The presence of JAK mutations in this cohort was significantly associated with alterations of IKZF1 and CDKN2A/CDKN2B (Table S2). IKZF1 deletions or mutations were present in 14 (70%) _JAK_-mutated cases (and in 14 of 16 cases with JAK2 mutations) but in only 25.7% of cases that lacked a JAK mutation (P = 0.0001). JAK mutations were also associated with CDKN2A/B deletion (70% vs. 47%, P = 0.06). An increased frequency of copy number alterations at or flanking the IL3RA/CSF2RA/CRLF2 locus at the pseudoautosomal region of Xp22.3/Yp11.3 was also observed in _JAK_-mutated cases (45.0% vs. 4.2%; P < 0.0001). A trend to a significantly higher presenting leukocyte count in JAK-mutated cases was observed (158 × 109/L vs. 101 × 109/L; P = 0.06), but there was no difference in age of presentation.

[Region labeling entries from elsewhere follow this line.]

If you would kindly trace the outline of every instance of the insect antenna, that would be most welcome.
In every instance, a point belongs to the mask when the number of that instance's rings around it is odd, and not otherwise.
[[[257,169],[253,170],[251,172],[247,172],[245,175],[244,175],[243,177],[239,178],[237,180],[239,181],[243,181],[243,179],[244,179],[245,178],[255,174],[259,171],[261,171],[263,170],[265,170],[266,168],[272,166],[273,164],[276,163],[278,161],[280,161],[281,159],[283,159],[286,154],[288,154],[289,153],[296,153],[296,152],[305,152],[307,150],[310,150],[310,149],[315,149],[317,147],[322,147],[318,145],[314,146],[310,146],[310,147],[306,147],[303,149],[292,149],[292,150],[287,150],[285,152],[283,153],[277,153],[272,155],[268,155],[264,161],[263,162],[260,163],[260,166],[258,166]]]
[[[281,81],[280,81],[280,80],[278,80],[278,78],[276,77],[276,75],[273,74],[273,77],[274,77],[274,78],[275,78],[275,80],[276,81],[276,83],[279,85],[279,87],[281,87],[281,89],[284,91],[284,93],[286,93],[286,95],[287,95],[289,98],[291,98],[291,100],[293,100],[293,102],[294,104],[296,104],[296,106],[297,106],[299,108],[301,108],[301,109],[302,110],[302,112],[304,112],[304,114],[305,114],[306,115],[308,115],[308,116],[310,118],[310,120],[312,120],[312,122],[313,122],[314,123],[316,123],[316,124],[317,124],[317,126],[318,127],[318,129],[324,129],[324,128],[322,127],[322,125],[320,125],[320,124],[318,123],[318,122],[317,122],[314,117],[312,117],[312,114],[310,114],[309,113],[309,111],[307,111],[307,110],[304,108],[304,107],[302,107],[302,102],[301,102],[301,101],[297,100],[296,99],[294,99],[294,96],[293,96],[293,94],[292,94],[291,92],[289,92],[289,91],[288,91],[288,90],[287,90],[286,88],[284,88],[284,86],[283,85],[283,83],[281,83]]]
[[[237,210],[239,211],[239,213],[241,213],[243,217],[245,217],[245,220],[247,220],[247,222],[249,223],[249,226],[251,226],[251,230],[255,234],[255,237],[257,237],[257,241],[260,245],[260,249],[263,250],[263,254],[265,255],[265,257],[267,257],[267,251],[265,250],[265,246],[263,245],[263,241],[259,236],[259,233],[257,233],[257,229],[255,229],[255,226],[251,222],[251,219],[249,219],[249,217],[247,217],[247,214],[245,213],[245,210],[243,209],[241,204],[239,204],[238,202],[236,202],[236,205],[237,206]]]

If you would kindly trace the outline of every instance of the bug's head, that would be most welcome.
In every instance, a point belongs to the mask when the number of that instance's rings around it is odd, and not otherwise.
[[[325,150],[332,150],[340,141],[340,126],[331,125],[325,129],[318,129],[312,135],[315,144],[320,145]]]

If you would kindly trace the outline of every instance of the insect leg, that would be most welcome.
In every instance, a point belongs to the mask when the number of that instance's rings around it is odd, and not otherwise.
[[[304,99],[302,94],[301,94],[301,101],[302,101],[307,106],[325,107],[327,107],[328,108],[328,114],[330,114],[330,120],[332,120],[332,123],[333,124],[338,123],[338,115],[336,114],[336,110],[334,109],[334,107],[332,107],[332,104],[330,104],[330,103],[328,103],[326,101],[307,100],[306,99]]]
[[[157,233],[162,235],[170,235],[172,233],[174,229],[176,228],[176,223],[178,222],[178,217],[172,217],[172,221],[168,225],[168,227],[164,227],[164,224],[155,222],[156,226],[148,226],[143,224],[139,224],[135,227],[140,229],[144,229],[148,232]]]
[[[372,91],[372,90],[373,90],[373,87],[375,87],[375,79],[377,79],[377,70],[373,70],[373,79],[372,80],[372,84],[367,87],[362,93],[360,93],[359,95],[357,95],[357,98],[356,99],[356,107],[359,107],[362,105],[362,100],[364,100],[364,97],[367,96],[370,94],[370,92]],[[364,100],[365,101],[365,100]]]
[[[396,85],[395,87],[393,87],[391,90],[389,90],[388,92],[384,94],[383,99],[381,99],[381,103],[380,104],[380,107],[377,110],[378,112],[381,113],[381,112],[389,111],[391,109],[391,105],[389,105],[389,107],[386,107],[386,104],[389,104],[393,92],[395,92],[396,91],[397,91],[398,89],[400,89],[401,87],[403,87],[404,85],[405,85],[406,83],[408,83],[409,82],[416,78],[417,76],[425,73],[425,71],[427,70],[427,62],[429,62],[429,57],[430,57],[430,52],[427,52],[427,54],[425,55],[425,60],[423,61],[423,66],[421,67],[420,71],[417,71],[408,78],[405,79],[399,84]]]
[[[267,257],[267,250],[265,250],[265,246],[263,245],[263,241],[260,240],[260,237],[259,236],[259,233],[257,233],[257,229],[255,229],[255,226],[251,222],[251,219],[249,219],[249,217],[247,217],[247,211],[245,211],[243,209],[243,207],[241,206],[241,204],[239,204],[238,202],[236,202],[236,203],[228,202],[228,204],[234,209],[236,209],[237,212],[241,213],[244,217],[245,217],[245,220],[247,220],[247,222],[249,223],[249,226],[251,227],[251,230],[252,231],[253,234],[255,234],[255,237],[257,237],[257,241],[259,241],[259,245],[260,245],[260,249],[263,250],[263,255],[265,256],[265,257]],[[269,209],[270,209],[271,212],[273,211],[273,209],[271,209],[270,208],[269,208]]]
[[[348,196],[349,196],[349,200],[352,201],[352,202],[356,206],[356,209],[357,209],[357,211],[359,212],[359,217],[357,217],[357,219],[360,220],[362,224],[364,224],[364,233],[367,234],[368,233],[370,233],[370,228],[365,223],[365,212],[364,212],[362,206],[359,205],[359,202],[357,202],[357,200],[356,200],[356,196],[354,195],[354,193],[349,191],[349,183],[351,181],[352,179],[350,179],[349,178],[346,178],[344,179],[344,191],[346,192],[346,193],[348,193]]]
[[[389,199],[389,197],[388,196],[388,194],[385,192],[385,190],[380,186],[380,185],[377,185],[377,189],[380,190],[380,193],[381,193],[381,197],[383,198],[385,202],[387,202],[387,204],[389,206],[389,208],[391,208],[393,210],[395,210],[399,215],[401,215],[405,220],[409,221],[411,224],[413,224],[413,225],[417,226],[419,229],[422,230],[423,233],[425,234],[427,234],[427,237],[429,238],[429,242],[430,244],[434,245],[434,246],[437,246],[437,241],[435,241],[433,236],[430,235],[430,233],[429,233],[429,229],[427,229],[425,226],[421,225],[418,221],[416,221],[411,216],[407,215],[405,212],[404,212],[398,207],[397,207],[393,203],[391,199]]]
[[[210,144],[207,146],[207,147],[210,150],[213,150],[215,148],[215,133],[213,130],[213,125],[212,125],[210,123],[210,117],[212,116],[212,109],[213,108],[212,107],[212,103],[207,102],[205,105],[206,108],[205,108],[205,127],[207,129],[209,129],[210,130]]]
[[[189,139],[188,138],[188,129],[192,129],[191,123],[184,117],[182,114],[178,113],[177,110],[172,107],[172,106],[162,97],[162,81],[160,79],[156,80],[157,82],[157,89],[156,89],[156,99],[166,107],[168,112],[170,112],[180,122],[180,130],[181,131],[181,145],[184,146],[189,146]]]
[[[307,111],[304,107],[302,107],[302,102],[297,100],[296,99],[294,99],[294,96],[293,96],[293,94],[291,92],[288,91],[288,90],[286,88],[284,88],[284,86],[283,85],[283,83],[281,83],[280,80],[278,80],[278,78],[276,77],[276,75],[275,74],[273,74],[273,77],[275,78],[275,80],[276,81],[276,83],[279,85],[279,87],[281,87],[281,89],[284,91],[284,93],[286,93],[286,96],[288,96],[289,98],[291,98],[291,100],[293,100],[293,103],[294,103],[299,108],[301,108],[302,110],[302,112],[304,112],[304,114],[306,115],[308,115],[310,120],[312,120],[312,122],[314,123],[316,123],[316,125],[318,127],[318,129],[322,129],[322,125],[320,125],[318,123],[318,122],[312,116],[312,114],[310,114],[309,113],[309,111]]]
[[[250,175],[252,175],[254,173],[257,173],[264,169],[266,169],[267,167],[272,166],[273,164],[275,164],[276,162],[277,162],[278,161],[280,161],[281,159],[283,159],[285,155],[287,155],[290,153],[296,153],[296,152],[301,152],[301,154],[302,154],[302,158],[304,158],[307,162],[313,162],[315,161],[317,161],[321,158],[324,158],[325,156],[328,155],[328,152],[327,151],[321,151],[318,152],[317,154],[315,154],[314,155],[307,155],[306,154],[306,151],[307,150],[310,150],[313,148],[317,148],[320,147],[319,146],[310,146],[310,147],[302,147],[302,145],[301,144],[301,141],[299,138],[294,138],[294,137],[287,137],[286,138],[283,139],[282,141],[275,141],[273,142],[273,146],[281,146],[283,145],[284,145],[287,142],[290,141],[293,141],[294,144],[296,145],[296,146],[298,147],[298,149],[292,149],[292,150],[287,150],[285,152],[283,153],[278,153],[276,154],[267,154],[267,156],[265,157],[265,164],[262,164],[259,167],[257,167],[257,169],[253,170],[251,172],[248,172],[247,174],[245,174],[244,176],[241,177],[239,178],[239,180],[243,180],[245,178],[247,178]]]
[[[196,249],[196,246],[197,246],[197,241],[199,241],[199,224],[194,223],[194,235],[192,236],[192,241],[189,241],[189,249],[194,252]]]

Structural Modeling of JAK Mutations.

The JAK pseudokinase domain is thought to negatively regulate activity of the kinase domain (18) and may mediate protein–protein interactions (1921). JAK2 I682 and R683 map to the junction between the N and C lobes of the pseudokinase domain (Fig. S3_A_). All 4 pseudokinase domain mutations identified affect these residues and are predicted to influence the structure and dynamics of the loops that pack together at the interlobe interface, and this may result in a loss of the inhibitory activity of the pseudokinase domain. Accordingly, the R683G and R683S mutations result in the activation of the tyrosine kinase activity of JAK2 (10, 11). R867Q and D873N map to the β2-β3 loop of the kinase domain and are predicted to alter surface electrostatic properties of this region (Fig. S3_B_). The P933 residue lies in the JAK2 kinase hinge region, adjacent to the ATP-binding site (22), and is thought to impart rigidity to this hinge that may be important for catalytic activity. These data suggest that the kinase mutations may lead to enhanced kinase activity.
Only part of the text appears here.